Nous engageons dans ce budget, le ministre des Comptes publics Gérald Darmanin y reviendra, une baisse massive de l'impôt sur le revenu, qui va concerner des millions de Français et représenter une baisse de 5 milliards d'euros pour 17 millions de Français dès le 1er janvier 2020. Nous allons également voter, dans ce budget, des baisses d'impôts sur la taxe d'habitation, qui s'ajoutent à notre politique de meilleure rémunération du travail.
S'il y a une leçon à retenir de la crise des gilets jaunes, c'est qu'une immense majorité de Français aspirent à la dignité par le travail, à la juste rémunération de leur activité et à pouvoir vivre bien du travail et du salaire qu'ils touchent.
Toutes les mesures que nous avons prises depuis près de 3 ans s'inscrivent exactement dans cette orientation-là. La revalorisation de la prime d'activité, 100 euros de plus par mois au niveau du SMIC pour tous ceux qui travaillent, la défiscalisation des heures supplémentaires et la suppression de toute taxe sur l'intéressement vont permettre à chaque Français qui travaille d'être mieux considéré et de vivre plus dignement de son activité.
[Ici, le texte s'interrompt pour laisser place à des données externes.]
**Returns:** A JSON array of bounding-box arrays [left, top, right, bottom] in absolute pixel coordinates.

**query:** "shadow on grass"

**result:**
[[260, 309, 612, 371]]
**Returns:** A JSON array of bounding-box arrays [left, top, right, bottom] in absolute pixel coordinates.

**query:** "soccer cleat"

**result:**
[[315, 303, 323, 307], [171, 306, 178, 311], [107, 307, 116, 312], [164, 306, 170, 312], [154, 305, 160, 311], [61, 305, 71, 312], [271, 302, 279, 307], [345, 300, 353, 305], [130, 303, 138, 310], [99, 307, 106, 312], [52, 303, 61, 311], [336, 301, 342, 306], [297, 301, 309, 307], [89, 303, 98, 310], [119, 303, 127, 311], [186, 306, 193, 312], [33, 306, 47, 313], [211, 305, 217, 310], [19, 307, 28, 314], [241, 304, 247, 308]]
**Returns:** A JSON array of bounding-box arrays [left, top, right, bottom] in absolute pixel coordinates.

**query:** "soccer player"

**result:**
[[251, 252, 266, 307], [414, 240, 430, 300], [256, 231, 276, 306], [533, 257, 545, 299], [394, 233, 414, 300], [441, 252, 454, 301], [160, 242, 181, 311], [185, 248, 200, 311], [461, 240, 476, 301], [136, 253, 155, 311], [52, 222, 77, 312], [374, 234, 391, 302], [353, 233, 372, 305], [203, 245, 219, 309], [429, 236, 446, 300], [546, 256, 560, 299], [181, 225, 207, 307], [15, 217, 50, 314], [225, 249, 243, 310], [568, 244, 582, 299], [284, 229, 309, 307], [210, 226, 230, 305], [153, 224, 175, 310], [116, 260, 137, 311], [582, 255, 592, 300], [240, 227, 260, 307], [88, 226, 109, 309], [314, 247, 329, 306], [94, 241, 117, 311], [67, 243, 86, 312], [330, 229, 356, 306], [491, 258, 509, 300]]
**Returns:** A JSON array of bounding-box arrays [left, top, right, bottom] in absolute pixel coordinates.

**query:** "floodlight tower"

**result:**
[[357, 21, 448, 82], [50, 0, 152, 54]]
Sur l'intéressement, auquel je crois profondément, nous avons supprimé la taxe de 20 %, nous avons simplifié les accords d'intéressement, nous avons permis aux accords d'intéressement d'être signés non pas pour une durée de 3 ans mais pour une durée de 1 an, pour que les plus petites entreprises puissent expérimenter l'intéressement.
Je suis prêt à aller encore plus loin sur la simplification des accords d'intéressement pour les plus petites entreprises de moins de 11 salariés pour que, demain, il n'y ait pas simplement 1,4 million de salariés qui aient un accord d'intéressement, mais 3 millions, 3 fois plus, de sorte que l'intéressement soit généralisé aux salariés français dans les meilleurs délais. C'est une question de justice, de reconnaissance du travail et d'association des salariés aux résultats de l'entreprise.
Récompenser le travail, c'est aussi avoir la lucidité de voir à quel point dans certains services publics, je pense aux hôpitaux, les économies qui ont été demandées depuis des années ont pu provoquer des difficultés, des blocages, voire des souffrances de certains personnels. Le plan pour l'hôpital public qui a été annoncé par le Premier ministre, un plan d'une ampleur inédite, vise précisément à mieux récompenser le travail de ce personnel hospitalier, auquel nous devons tant.
Des primes seront donc versées pour soutenir le personnel hospitalier : 100 euros net par mois dès 2020 pour les aides-soignants qui exercent auprès des personnes âgées, 800 euros nets de primes annuelles pour les 40 000 infirmiers et aides-soignants vivant à Paris et sa proche banlieue, 300 euros distribués directement par les hôpitaux.
Nous avons également accepté, avec le ministre des Comptes publics, de reprendre une partie de la dette des hôpitaux, ce qui va permettre de dégager des moyens supplémentaires pour ces hôpitaux, soit pour assainir leur situation financière, soit pour investir dans des travaux du quotidien, qui sont indispensables pour les hôpitaux publics.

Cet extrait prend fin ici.